Intel Optane DC Persistent Memory Modules in the Supermicro Server
What is Aerospike?
Aerospike provides a distributed, highly scalable, non-relational database management system for demanding read/write workloads involving operational data. It was designed to deliver extremely fast—and predictable—response times for accessing data sets that span billions of records in databases of 10s – 100s TB. Aerospike powers a wide variety of strategic applications, including fraud prevention, digital payments, recommendation engines, real-time bidding and more. Aerospike customers include very big names like Adobe, Airtel, FlipKart, Kayak, Nielsen, PayPal, and Wayfair.
Depending on the use case and data set, Aerospike can be deployed in various configurations that optimize the system resources for a use case. Aerospike can be launched with data in memory, or index in memory with data on SSD, or index on SSD with data on SSD. Recently Aerospike released a new configuration that takes advantage of Intel’s Optane DC persistent memory in AppDirect mode. The index is stored in PMEM with the data on SSD. This new mode expands the capacity of Aerospike while maintaining the performance very near to index in memory with data on SSD. Not only does this new mode provide sub millisecond latencies but fast full restarts of Aerospike are possible without primary index rebuilds as well.
By applying different types of workloads across different Aerospike configurations, it is possible to evaluate the benefits and performance from utilizing Intel Optane DC persistent memory on a SuperMicro SuperServer. Running and comparing benchmarks against an index in memory/data on SSD configuration and an index in PMEM/data on SSD provides the information to make an informed choice on the use of persistent memory versus DRAM. There is one additional configuration that can provide additional performance insight for persistent memory. Although the index in PMEM and data in PMEM feature has not been released, there is a way to configure the PMEM on the server to run with index in PMEM and run a portion of PMEM configured as a block device to give you an idea of the performance possibilities for index in PMEM and data in PMEM.
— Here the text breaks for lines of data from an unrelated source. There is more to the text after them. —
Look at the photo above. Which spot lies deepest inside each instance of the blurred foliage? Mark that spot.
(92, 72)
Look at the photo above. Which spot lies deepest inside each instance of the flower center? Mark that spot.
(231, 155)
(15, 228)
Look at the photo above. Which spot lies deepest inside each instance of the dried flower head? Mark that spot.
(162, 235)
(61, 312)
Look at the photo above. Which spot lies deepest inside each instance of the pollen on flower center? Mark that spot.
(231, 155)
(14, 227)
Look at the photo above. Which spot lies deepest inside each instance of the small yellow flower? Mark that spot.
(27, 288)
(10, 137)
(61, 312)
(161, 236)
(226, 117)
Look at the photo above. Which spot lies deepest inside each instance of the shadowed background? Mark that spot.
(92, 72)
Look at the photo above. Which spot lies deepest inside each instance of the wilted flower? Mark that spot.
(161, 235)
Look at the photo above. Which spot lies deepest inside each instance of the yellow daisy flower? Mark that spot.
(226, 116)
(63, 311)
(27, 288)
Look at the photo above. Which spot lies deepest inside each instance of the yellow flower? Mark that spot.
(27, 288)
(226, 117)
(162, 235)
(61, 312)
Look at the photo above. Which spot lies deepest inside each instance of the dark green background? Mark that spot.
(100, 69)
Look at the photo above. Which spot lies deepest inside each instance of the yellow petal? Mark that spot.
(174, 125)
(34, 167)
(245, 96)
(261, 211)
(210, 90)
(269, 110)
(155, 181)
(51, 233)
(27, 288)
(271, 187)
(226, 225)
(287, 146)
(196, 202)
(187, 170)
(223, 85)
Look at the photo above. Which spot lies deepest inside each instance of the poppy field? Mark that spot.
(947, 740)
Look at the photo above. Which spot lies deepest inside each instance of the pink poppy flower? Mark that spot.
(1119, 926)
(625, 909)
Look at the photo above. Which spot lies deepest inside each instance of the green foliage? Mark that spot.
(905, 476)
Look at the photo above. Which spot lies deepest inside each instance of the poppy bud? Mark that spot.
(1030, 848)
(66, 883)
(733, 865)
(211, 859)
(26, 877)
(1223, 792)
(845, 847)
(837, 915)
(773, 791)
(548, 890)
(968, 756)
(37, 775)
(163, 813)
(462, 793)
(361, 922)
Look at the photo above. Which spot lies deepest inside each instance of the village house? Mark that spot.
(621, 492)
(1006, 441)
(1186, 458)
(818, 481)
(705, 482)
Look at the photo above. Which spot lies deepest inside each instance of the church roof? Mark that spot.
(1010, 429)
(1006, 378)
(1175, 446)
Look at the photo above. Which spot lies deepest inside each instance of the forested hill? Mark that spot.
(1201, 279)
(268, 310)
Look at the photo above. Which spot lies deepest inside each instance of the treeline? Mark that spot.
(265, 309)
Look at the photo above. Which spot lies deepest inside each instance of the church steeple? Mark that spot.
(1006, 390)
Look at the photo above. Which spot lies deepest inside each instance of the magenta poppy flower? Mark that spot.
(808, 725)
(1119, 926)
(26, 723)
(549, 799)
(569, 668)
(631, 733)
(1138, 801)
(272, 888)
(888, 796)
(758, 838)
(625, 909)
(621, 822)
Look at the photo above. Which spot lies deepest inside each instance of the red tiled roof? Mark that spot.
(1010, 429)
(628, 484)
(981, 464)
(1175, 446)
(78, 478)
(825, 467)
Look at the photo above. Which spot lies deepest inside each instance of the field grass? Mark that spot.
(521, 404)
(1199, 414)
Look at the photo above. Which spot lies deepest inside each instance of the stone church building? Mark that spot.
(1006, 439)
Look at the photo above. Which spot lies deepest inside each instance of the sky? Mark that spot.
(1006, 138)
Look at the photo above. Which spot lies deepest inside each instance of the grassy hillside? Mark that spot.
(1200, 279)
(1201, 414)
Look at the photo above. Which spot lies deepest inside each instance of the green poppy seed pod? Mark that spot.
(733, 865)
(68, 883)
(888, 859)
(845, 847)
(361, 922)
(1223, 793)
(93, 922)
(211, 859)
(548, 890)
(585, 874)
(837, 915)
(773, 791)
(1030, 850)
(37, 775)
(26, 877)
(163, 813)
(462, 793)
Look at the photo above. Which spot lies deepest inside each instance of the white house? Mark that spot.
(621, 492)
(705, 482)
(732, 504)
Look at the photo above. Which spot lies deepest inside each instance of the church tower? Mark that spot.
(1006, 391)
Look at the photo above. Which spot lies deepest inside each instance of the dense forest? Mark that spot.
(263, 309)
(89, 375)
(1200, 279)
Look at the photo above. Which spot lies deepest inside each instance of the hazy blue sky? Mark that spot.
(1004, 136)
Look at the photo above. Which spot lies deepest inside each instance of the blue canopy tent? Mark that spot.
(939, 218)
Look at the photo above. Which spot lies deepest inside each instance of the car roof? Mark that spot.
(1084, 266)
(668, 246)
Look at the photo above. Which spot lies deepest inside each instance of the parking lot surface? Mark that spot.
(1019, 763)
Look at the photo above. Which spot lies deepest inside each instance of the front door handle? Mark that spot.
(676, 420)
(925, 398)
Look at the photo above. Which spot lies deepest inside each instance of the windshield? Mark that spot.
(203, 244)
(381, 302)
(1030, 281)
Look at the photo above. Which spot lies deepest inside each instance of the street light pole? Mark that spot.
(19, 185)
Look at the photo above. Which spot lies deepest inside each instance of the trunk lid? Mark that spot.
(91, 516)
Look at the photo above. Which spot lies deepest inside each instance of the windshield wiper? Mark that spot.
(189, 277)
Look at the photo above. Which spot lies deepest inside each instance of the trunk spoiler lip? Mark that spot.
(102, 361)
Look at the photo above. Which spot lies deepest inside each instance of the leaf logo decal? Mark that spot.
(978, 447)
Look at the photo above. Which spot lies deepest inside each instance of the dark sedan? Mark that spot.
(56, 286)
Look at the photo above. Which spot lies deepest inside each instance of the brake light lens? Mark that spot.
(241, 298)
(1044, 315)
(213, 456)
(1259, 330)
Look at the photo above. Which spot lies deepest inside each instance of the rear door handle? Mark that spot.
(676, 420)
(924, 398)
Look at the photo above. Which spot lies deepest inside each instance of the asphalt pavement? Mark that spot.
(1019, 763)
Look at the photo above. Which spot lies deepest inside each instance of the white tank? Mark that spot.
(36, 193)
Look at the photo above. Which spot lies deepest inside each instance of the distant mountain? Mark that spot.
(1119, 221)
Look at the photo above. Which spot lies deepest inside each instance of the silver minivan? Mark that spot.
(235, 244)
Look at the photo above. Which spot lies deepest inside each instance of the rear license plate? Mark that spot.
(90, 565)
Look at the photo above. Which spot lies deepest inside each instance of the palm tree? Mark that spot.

Aerospike NoSQL Configuration
Three different workloads were applied to each of the three different configurations. The Aerospike Java Benchmark generated a 50/50 read/write workload, a read only workload, and a write only workload from 4 client servers. Each test consisted of multiple phases:
- Ingest phase – Loading data into the database.
- Warm up phase – Run a write load for two hours to create a steady state for the database.
- Test phase – Run the actual workload for the test for an hour.
Before running any tests, an appropriate key set and object size for the data were selected. Although Aerospike has a large range of object sizes from couple of bytes to a million bytes, the key set and object size were selected to exercise the server hardware and demonstrate the performance of PMEM configurations. Larger object sizes may create a network bottleneck and not fully demonstrate the power of the Optane DC persistent memory. Therefore an object size of 440 bytes was used for all of the tests.
The key set size was constrained by the amount of memory used for the index in memory/data on SSD configuration. The index in memory configuration was limited to a data set of 4 billion objects. Even though the index in PMEM could handle the capacity of 15.5 billion keys, only 4 billion keys were used for a better comparison to the index in memory test. The final sets of tests were run with index in PMEM and data in PMEM. Because the server had a total of 1.5TB of PMEM, only a billion keys were used for these tests.
The hardware configuration includes two key components. The single database server houses the Intel Optane PC persistent memory. The four client servers generate the load against the database server.
- Chassis – SuperMicro Ultra 1U SYS-1029U-TN10RT
- 2 x Intel Xeon Scalable 8268 (2.9GHz, 24C)
- 2 x Intel Xeon Scalable 8280 (2.7GHz, 28C)
- Storage - 10 x Intel DC P4510 2TB NVMe SSD, 1DWPD
- DRAM - 12 x 32GB DDR4-2933
- Persistent Memory - 12 x 128GB DDR4-2666 Intel Optane DC PMMs
- Network – 100 GbE
- OS - Fedora 29
- Chassis - Dell R740xd
- CPU - 2 x Intel Xeon Scalable 6130
- DRAM - 256GB
- Network – 2 x 25 GbE
- OS - Ubuntu – 18.04
- Software - Aerospike Enterprise 4.5.1
- Load Generator - Aerospike Java Benchmark (Aerospike Java Client 4.4.0)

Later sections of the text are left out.